The vuvuzelas turned up again, but they soon took on an annoyed hiss when Wedson Nyirenda’s men did everything they could think of to smother momentum. The end of the first half even saw Elvis Chipezeze penalised for not releasing the ball within six seconds — a true rarity in modern football.

But all that was only a teaser for the second half.

Bakgaga grabbed the ball at every breakdown. They dropped at every touch. Howls after tame tackles repeatedly echoed around the ground.

Chipezeze would play his part again when he collected an innocuous cross and fell to the ground after being shot by an imaginary assassin on the stadium’s roof.

In all seriousness, this game may have broken the Premier Soccer League record for the number of times a stretcher was called on to the pitch in a 90-minute period. It’s the type of fact only veteran commentator Mark Gleeson would be able to confirm, but suffice to say that spectators’ understanding of what it is to milk an injury was thoroughly challenged in this game.

Now, there are two ways of looking at it. Either Baroka are dirty cheats, or they’re admirable strugglers willing to dedicate every second to fighting for the points. Whatever your perspective, they got their vital draw that lifts them out of the relegation zone.

Vincent Pule’s leap after 80 minutes to deny them all three of those points was greeted with the most satisfying of eruptions. The release of that pent-up frustration was easy to get swept away in, even for the neutral.

The bliss would be short-lived, because the final whistle brought the realisation that this was an opportunity squandered. It’s no death knell, but Milutin Sredojevic would no doubt have relished the psychological benefit of looking down at everyone from the peak.

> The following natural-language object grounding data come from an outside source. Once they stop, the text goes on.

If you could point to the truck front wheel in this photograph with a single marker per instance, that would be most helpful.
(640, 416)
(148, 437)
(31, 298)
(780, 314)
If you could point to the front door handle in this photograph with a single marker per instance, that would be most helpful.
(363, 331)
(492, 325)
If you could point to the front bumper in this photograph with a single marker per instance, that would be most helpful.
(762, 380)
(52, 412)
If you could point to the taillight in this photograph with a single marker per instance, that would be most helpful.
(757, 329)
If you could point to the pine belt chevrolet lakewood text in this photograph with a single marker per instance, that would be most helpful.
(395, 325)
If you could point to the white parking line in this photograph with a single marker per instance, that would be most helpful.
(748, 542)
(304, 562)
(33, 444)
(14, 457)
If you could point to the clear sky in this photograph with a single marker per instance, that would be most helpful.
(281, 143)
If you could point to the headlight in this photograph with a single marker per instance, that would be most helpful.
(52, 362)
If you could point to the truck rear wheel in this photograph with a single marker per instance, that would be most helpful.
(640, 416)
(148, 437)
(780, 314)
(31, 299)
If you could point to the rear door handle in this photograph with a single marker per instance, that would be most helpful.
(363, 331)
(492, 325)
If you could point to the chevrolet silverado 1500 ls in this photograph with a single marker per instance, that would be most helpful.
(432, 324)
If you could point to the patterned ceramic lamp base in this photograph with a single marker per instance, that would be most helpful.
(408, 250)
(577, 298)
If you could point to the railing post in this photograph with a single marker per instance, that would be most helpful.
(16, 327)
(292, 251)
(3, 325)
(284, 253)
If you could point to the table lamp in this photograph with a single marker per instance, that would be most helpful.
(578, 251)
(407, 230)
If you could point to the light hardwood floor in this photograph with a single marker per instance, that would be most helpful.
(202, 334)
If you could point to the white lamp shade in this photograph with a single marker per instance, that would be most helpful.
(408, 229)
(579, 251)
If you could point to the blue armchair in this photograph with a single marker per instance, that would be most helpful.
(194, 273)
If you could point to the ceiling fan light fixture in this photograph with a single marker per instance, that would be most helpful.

He irritably patrolled his technical area as his Buccaneers routinely failed to breach the Baroka box. Every now and then he would sit down and tag in Rulani Mokwena, who took his turn to bark at the team’s blunt prodding of the defence. Soon both had had enough and sat firmly next to Fadlu Davids — all three staring into oblivion, not knowing what more they could offer.

Three acclaimed footballing minds — and yet their charges’ inability to play the simple ball cost them greatly. On countless occasions, space was keenly created in the box before it was thrown away with an extra touch or refusal to play the easy ball. At first the added shimmies wooed Orlando fans, but even the Ghost have a limit on how much showboating they can tolerate.

This was a night that called for a rudimentary, hard-fought grind.

It’s games like this that would-be champions need to win, an occasion that we can potentially look back on in March as the reason Sundowns won the league so comfortably.

And so, as a bird fluttered above the floodlights and dropped a moth while everyone headed for the exits, so too did Pirates fail to make a lesser team their prey.